Literature: H.M. Vehmeyer, Antieke uurwerken, een familieverzameling, p. 611.

The maker
Joseph Norris, born in Abingdon near Oxford in 1650, was the twelve years younger brother of Edward Norris, born in 1637, who died in in 1726. When he was twelve years old Joseph became his brother´s apprentice for a period of eight years. He survived ‘The Plague’ and ‘The Great Fire of London’, respectively in 1665 and 1666. Because of the fire the brothers were forced to move from The Crossed Keys in Lothbury to Dove Court in London. After the peace treaty between England and the Dutch Republic in 1674, Joseph Norris went to Holland in 1675 and settled in Amsterdam. His former master Ahasuerus (I) Fromanteel had been there since as early as 1667 and was to return to England in 1676. Whether or not the end of the war was of influence on the point in time when Joseph Norris left for Holland is not known. Undoubtedly there was a relationship between Fromanteel and Joseph Norris, dating back to the days Norris worked for him. During his Dutch period Fromanteel is thought not to have made longcase clocks with anchor escapement and a seconds pendulum, but to have imported finished movements from Londen.
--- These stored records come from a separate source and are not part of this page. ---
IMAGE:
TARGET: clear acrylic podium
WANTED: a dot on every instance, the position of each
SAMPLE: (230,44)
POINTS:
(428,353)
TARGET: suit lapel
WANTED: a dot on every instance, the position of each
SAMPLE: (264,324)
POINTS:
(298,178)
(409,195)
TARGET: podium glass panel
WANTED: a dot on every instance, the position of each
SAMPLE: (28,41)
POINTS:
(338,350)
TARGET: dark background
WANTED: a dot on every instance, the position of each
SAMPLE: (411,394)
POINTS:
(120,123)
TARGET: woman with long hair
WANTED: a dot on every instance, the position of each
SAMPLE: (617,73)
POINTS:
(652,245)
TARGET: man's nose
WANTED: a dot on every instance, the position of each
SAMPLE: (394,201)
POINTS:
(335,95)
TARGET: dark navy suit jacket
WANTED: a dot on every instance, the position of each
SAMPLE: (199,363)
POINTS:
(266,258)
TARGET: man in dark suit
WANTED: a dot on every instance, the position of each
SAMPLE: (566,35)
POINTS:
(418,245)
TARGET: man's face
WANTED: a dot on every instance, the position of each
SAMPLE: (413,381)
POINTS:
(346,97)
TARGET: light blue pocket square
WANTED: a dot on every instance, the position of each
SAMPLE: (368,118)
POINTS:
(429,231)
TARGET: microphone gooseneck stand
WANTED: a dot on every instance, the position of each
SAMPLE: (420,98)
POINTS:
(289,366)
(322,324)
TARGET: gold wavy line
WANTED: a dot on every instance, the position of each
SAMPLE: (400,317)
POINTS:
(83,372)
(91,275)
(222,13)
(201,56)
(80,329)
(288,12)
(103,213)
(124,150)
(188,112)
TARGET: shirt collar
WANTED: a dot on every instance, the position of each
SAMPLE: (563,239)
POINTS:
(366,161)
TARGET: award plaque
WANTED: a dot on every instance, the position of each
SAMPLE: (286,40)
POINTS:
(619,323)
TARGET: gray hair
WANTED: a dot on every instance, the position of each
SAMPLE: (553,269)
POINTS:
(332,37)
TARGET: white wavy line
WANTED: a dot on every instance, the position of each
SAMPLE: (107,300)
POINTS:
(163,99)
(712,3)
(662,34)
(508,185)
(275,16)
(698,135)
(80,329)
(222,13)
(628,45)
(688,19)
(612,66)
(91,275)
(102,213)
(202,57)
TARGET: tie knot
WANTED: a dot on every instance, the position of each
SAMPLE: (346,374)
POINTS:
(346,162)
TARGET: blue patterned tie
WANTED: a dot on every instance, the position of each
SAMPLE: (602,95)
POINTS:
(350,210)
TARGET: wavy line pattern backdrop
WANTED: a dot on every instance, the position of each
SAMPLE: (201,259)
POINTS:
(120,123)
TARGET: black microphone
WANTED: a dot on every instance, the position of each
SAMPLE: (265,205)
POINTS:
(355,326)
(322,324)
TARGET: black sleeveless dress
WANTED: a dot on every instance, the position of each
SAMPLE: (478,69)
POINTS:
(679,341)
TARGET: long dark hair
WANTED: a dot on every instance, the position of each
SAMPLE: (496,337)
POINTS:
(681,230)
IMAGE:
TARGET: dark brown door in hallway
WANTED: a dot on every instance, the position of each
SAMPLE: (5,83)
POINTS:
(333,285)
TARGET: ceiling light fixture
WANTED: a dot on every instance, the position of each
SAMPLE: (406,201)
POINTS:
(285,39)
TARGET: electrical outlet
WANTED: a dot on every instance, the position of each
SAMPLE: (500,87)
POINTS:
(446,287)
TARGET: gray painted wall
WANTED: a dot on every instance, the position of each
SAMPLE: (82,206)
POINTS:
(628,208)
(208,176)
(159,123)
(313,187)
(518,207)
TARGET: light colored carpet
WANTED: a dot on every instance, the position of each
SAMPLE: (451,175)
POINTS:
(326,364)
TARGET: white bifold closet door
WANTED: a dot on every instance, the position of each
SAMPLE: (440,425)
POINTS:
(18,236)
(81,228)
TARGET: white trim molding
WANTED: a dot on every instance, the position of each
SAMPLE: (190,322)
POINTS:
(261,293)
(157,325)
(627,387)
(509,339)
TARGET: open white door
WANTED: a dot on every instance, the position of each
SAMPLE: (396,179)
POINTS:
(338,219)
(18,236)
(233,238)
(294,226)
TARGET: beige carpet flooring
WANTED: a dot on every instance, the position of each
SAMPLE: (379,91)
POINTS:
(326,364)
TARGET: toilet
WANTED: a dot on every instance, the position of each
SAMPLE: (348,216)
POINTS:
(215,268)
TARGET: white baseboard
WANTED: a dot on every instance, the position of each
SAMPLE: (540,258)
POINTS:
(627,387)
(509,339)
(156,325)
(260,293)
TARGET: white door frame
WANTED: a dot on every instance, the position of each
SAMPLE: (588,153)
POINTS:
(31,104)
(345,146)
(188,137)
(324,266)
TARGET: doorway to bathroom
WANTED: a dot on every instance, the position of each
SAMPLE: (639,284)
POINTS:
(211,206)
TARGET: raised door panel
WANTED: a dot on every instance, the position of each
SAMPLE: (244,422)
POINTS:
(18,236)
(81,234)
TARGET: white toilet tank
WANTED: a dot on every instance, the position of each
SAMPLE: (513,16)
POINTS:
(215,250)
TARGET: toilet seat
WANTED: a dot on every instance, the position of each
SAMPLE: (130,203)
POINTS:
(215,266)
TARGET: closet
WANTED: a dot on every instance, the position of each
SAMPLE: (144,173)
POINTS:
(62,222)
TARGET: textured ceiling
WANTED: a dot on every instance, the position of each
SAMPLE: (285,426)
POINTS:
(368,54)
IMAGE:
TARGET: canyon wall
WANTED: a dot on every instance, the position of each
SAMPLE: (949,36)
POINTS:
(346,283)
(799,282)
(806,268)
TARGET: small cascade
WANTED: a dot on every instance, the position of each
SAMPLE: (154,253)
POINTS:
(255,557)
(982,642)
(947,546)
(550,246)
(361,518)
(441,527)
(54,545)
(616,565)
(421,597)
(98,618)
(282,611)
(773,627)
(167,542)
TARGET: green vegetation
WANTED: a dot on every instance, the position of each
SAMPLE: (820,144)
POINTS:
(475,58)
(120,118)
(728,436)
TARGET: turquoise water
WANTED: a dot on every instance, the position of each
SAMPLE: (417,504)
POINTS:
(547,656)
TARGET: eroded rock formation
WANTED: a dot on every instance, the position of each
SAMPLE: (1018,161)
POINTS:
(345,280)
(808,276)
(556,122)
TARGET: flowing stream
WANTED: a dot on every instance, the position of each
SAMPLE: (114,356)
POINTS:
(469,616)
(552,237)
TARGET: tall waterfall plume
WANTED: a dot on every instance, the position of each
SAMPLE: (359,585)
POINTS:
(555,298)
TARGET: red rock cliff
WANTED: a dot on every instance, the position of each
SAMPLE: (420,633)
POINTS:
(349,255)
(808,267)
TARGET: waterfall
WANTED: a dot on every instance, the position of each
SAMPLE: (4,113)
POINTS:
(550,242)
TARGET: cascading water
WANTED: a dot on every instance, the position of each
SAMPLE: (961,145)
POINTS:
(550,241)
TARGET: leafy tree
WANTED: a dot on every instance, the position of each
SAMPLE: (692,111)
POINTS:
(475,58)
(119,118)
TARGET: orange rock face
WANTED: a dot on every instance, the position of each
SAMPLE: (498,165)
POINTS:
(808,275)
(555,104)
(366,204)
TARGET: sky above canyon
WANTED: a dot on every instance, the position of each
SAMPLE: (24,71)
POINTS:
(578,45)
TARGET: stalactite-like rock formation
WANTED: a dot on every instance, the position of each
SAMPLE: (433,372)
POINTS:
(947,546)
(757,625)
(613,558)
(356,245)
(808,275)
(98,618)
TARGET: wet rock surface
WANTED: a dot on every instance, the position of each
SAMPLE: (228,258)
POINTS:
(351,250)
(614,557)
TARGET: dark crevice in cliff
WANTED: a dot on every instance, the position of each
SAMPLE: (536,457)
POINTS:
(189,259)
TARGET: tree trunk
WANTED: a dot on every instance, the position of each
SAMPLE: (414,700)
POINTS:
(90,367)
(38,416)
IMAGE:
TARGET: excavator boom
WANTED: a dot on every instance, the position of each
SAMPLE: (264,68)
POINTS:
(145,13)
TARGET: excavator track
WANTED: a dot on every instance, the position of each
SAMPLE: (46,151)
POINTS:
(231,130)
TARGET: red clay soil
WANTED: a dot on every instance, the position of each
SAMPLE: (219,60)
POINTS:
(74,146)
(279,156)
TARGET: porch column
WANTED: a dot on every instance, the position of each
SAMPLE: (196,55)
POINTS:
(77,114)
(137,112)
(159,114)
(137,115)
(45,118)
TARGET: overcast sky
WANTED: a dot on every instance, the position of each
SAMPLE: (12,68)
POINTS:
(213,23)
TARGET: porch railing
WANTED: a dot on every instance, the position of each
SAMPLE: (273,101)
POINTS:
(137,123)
On this basis is Joseph Norris regarded to have been the first who produced longcase clocks with anchor escapement and a ‘Royal Pendulum’ in the Netherlands, either in or shortly after 1675. Joseph Norris lived and worked neat the Exchange on the Dam in Amsterdam. In 1677 he was married to Alicia Arnold from Tonstelle (England) in the English Reformed Church. Soon he became one of the most prominent clockmakers in Amsterdam. In 1692 he returned to Abingdon and may also have made clocks in his brother´s workshop in Dove Court London. He fulfilled numerous civic functions until his death in 1726, both in public and ecclesiastical life in Abingdon. Movements, signed “Joseph Norris London” or “Joseph Norris Abingdon”, are to be dated from the period 1670-1675 (before Amsterdam) or 1692-1696 (after Amsterdam). In the latter year his membership of the Clockmakers’ Company came to an end. Therefore movements, signed “Joseph Norris Amsterdam”, are to be dated between 1675 and 1692.
(Sources: Bailey, Loomes, Morpurgo, Plomp, Zeeman)

 

 

 

Duration: 1 week.
Height: 198 cm.
Width: 43,5 cm.
Depth: 23 cm.

Literature: H.M. Vehmeyer, Antieke uurwerken, een familieverzameling, p. 611.